Les faits remontent à l’été 2022, près des Champs-Élysées, où l’ambiance festive des quarts de finale a tourné au cauchemar pour plusieurs victimes.
Des peines avec sursis pour les quatre fonctionnaires
Le tribunal correctionnel de Paris a rendu son verdict en condamnant les quatre policiers à des peines allant de trois à douze mois de prison avec sursis. Ces sanctions interviennent après l’examen de vidéos accablantes et de témoignages.
Malgré la gravité des actes constatés, aucune sanction disciplinaire n’a été engagée à ce jour contre les mis en cause.
Des vidéos révèlent des comportements inadmissibles
Les images diffusées durant l’instruction montrent des scènes particulièrement choquantes. On y voit les policiers se livrer à des crocs-en-jambe, des bousculades violentes et des coups portés sur des supporteurs.

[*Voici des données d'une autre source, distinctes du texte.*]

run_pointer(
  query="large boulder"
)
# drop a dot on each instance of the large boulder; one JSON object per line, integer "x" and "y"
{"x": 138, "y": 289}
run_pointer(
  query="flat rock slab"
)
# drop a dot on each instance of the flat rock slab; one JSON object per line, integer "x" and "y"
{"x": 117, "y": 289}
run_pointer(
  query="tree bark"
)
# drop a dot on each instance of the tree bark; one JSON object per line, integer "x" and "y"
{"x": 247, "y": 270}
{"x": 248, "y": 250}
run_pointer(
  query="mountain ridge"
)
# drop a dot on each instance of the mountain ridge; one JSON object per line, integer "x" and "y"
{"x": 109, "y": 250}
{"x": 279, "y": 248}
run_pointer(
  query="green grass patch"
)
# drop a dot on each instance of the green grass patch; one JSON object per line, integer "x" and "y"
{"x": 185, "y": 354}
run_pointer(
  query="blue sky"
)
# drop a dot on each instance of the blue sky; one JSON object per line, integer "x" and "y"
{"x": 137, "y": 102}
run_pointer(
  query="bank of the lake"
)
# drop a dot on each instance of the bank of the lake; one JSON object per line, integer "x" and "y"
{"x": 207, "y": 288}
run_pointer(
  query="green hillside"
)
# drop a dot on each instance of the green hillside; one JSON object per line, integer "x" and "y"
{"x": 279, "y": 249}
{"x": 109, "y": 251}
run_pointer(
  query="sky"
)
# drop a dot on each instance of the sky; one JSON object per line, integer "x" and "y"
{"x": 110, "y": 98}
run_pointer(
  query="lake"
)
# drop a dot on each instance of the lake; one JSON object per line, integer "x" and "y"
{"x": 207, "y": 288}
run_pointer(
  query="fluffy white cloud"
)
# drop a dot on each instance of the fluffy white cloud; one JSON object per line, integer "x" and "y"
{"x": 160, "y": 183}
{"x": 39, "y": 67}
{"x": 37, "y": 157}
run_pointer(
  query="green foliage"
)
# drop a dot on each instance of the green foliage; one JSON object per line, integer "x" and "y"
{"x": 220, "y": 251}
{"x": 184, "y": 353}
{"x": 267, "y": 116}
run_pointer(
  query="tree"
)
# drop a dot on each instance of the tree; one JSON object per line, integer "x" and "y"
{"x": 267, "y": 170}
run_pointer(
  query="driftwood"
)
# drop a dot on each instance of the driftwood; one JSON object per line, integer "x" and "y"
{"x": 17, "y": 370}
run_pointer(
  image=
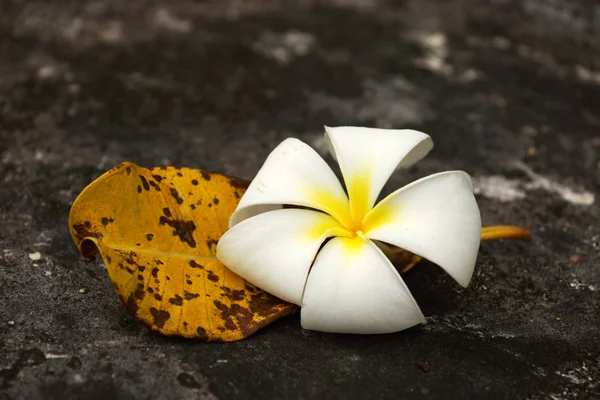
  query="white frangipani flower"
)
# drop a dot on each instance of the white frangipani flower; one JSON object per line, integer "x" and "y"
{"x": 350, "y": 287}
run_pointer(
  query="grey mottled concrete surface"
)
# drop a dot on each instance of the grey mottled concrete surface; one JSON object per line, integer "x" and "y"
{"x": 509, "y": 90}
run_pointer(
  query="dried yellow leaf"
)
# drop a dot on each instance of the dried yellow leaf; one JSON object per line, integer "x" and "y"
{"x": 157, "y": 231}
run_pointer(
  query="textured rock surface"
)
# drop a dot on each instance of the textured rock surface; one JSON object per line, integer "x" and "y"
{"x": 506, "y": 88}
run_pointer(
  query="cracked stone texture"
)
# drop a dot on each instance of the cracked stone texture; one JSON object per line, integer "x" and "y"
{"x": 507, "y": 89}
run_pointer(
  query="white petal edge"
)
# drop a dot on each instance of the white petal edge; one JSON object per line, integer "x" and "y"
{"x": 437, "y": 218}
{"x": 353, "y": 288}
{"x": 275, "y": 250}
{"x": 368, "y": 156}
{"x": 293, "y": 174}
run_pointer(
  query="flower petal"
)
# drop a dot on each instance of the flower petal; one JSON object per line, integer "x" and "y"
{"x": 275, "y": 250}
{"x": 435, "y": 217}
{"x": 293, "y": 174}
{"x": 353, "y": 288}
{"x": 368, "y": 156}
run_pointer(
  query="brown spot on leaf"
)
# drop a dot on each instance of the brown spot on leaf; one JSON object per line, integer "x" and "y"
{"x": 139, "y": 292}
{"x": 155, "y": 186}
{"x": 263, "y": 304}
{"x": 176, "y": 300}
{"x": 183, "y": 229}
{"x": 201, "y": 333}
{"x": 176, "y": 196}
{"x": 190, "y": 296}
{"x": 144, "y": 183}
{"x": 206, "y": 175}
{"x": 160, "y": 317}
{"x": 194, "y": 264}
{"x": 225, "y": 315}
{"x": 105, "y": 221}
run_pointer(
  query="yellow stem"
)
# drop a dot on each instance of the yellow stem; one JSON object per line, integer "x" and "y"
{"x": 487, "y": 233}
{"x": 505, "y": 232}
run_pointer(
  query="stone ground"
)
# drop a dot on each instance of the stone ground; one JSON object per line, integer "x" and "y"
{"x": 507, "y": 89}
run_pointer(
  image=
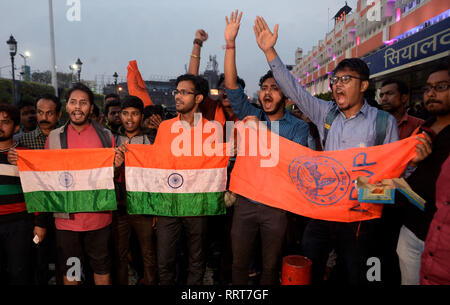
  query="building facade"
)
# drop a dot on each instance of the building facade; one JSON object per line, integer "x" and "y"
{"x": 397, "y": 38}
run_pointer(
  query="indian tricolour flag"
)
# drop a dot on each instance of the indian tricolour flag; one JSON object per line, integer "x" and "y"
{"x": 159, "y": 183}
{"x": 68, "y": 180}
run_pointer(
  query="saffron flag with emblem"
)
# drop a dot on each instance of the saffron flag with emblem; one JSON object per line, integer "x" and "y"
{"x": 319, "y": 185}
{"x": 68, "y": 180}
{"x": 160, "y": 180}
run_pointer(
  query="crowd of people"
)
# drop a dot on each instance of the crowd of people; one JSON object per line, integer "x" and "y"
{"x": 246, "y": 245}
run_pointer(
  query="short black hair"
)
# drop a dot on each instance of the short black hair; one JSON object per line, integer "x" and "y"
{"x": 112, "y": 95}
{"x": 112, "y": 103}
{"x": 132, "y": 101}
{"x": 266, "y": 76}
{"x": 12, "y": 111}
{"x": 239, "y": 80}
{"x": 84, "y": 88}
{"x": 96, "y": 110}
{"x": 153, "y": 109}
{"x": 25, "y": 103}
{"x": 53, "y": 98}
{"x": 401, "y": 86}
{"x": 200, "y": 84}
{"x": 354, "y": 64}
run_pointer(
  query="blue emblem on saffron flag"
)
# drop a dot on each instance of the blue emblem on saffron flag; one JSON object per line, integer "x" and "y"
{"x": 66, "y": 179}
{"x": 175, "y": 180}
{"x": 321, "y": 180}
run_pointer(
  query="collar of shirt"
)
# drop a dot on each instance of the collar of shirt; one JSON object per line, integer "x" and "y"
{"x": 404, "y": 119}
{"x": 86, "y": 127}
{"x": 364, "y": 110}
{"x": 38, "y": 133}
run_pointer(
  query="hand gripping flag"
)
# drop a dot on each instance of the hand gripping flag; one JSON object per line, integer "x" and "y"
{"x": 136, "y": 85}
{"x": 160, "y": 181}
{"x": 320, "y": 185}
{"x": 68, "y": 180}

L’un des fonctionnaires s’est notamment distingué par son acharnement contre un supporteur positionné sur le toit d’une voiture. Cette séquence a particulièrement marqué la magistrate en charge de l’affaire.
Des justifications questionnées par la justice
Lors des audiences, la magistrate n’a pas manqué d’interroger les prévenus sur les motivations de leur comportement agressif, alors qu’aucune menace sérieuse ne pesait sur eux.
Les policiers ont invoqué le stress et l’agacement face à la foule pour expliquer leurs actes. Des regrets ont été exprimés à des degrés divers par les mis en cause.
Le tribunal ne suit pas toutes les réquisitions
La procureure avait réclamé une interdiction de port d’arme pour le policier auteur des violences les plus graves. Cette recommandation n’a finalement pas été retenue par les juges.
Cette décision soulève des interrogations sur l’encadrement des forces de l’ordre après de tels faits, d’autant que les incidents se sont produits dans un contexte festif et non hostile.